Keeping On Top of Your Product Backlog Management Process
During Agile Scrum software development, the product backlog is an invaluable tool for keeping your project on track and avoiding chaos under pressure. With so many moving parts involved in the software development lifecycle, it is easy to lose sight of the big picture. The product backlog brings you back to ground zero, where your team can regroup and reset before moving on to the next phase of the SDLC. Managing your product backlog is key to keeping your project on task and on time.
Grooming Your Product Backlog
A well-thought-out product backlog lists all the necessary steps to complete your entire project. It breaks down tasks for your development team to help them focus on task execution. It minimizes unexpected speed bumps and lends itself to a superior end product. Grooming your backlog is a key early step in the SDLC that takes place before your first sprint planning session.
The product backlog meeting normally takes place with the Scrum master and the product owner. It prioritizes tasks for the first two sprints, and identifies tasks that need more detail to be executed, or more information from the product owner. This saves time during sprint planning and helps avoid delays. The development team does not need to participate in backlog grooming.
Product Backlog Management
In essence, the product backlog provides a roadmap of requirements, clearly laying out a list of tasks for the development team in order of priority. The development team references the product backlog by iteration as they progress through the sprint.
The backlog roadmap breaks down development into multiple epics, and each epic is broken down into requirements and user stories that describe the software’s desired functionality.
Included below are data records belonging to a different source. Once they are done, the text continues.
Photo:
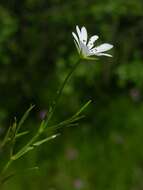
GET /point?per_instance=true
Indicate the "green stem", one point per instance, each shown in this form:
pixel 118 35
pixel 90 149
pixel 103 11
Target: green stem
pixel 6 167
pixel 59 92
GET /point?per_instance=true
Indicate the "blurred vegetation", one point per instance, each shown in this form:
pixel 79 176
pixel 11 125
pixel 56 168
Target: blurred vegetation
pixel 36 52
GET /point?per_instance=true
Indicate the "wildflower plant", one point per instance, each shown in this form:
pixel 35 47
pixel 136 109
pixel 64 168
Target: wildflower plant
pixel 86 50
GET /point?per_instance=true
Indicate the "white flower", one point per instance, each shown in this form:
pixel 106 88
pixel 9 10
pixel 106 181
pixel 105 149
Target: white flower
pixel 86 47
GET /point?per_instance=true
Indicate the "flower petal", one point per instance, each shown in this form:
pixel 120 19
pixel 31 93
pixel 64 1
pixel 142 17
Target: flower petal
pixel 78 32
pixel 104 54
pixel 76 39
pixel 91 41
pixel 84 49
pixel 102 48
pixel 84 35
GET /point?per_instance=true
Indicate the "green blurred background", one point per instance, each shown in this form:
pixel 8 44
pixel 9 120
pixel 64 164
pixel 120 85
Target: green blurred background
pixel 36 51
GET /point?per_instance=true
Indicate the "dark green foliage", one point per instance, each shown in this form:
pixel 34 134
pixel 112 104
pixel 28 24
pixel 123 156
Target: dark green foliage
pixel 36 52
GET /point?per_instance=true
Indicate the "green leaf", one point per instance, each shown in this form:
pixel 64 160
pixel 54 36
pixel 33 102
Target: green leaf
pixel 24 117
pixel 22 134
pixel 38 143
pixel 82 108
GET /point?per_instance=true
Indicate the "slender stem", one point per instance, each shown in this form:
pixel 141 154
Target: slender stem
pixel 59 92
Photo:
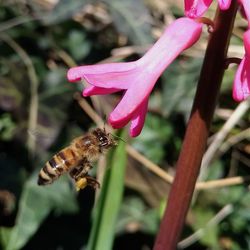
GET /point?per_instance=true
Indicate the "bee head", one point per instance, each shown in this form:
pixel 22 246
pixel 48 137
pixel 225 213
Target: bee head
pixel 105 139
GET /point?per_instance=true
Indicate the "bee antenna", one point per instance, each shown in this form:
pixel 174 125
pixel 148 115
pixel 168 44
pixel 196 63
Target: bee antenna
pixel 116 136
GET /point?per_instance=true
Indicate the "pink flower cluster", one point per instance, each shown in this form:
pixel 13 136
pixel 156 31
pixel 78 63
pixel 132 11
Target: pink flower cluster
pixel 137 79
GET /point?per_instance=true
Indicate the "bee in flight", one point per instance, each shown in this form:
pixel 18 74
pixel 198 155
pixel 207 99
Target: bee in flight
pixel 76 159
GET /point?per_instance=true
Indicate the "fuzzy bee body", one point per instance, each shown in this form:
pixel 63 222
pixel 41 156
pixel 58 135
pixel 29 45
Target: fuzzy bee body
pixel 76 159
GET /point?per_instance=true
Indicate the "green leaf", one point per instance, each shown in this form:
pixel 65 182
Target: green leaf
pixel 132 19
pixel 210 233
pixel 109 203
pixel 7 127
pixel 35 204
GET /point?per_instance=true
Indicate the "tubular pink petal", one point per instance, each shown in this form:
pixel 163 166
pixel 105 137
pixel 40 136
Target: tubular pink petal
pixel 92 90
pixel 78 73
pixel 139 77
pixel 224 4
pixel 241 87
pixel 131 100
pixel 138 119
pixel 246 39
pixel 178 36
pixel 196 8
pixel 246 9
pixel 121 80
The stories are then organized by the product owner into a single list that the development team can reference throughout the sprint.
Factors governing the product owner’s priorities may include:
- The client’s priorities
- The need to get feedback
- Implementation challenges
- Dependencies in the development process, where it will be easier to complete a certain task if another is done first
The product backlog should be laid out in client-oriented language that is easy to understand, without technical terminology or specifications. While input and feedback from clients, developers and designers influence decision-making, it is ultimately the product owner who is responsible for solution backlog management.
To Keep on Top of Your Backlog, Go DEEP
It is important to keep your product backlog value-driven, and not task-driven. An overly detailed backlog with hundreds of entries can easily become task-focused, and your team can quickly lose sight of the ultimate goal.
To groom and maintain control of your product backlog, apply the DEEP acronym. Your product backlog should be:
- Detailed appropriately: High-priority stories that will be tackled in the next sprint should have sufficient detail to be easily executed. The lower the priority, the fewer details are needed until the item rises to the top.
- Estimated: An item’s position on the backlog is an estimate, and not set in stone. Issues may arise that move an item up or down the list, or even remove it altogether.
- Emergent: Your product backlog is a living document that should be malleable enough to allow for revisions, refinement, reordering and removal of items in response to customer and user feedback.
- Prioritized: Backlog entries that add value to the end product should be given top priority.
While the product owner has ultimate control over the product backlog, the Scrum team has a say in how and when refinements are implemented.
Key Tips for Backlog Management
Managing your product backlog can become complicated if you don’t keep it under control. The list can grow quickly, and new innovations by competitors may require revisions. New ideas from team members, clients and users can steer you away from the original concept, and muddy the waters of what needs to be accomplished.
Here are some tips to help you keep on top of your product backlog, so your project moves ahead at a steady pace with minimal drama or chaos:
- Just say no. As the backlog manager, you cannot say yes to every new idea or suggestion, no matter how good it sounds. It is your job to keep the project on task. Interjecting too many new ideas can expand your backlog into an indecipherable jumble that slows down the development process and derails your project. An overly long backlog creates confusion for the development team, who may decide to abandon it altogether.
- Keep a single backlog of truth. To avoid having to say no to stakeholders, some product owners will create a second list of ideas that stakeholders would like to see implemented. This creates unrealistic expectations that can backfire later, when the stakeholder does not get what they want.
- Maintain control of your backlog. Some product owners allow others to add or remove items, or re-prioritize tasks. That is tantamount to letting the inmates run the asylum, and it can lead to anarchy. The product owner is ultimately responsible for the backlog and the product. You need to set boundaries and assert your ownership.
- Not everything needs a user story. While user stories are useful for defining desired functionality, they don’t apply to every entry on your backlog. For example, bug fixes and technical debt resolution need to be done, but they do not need a user story.
- Quality over quantity. Some product owners try to pack as many features as possible into a product, especially if they allow stakeholders to ride roughshod over the backlog. Remember, it is your responsibility to deliver value to your clients and users, not extra features and functionality.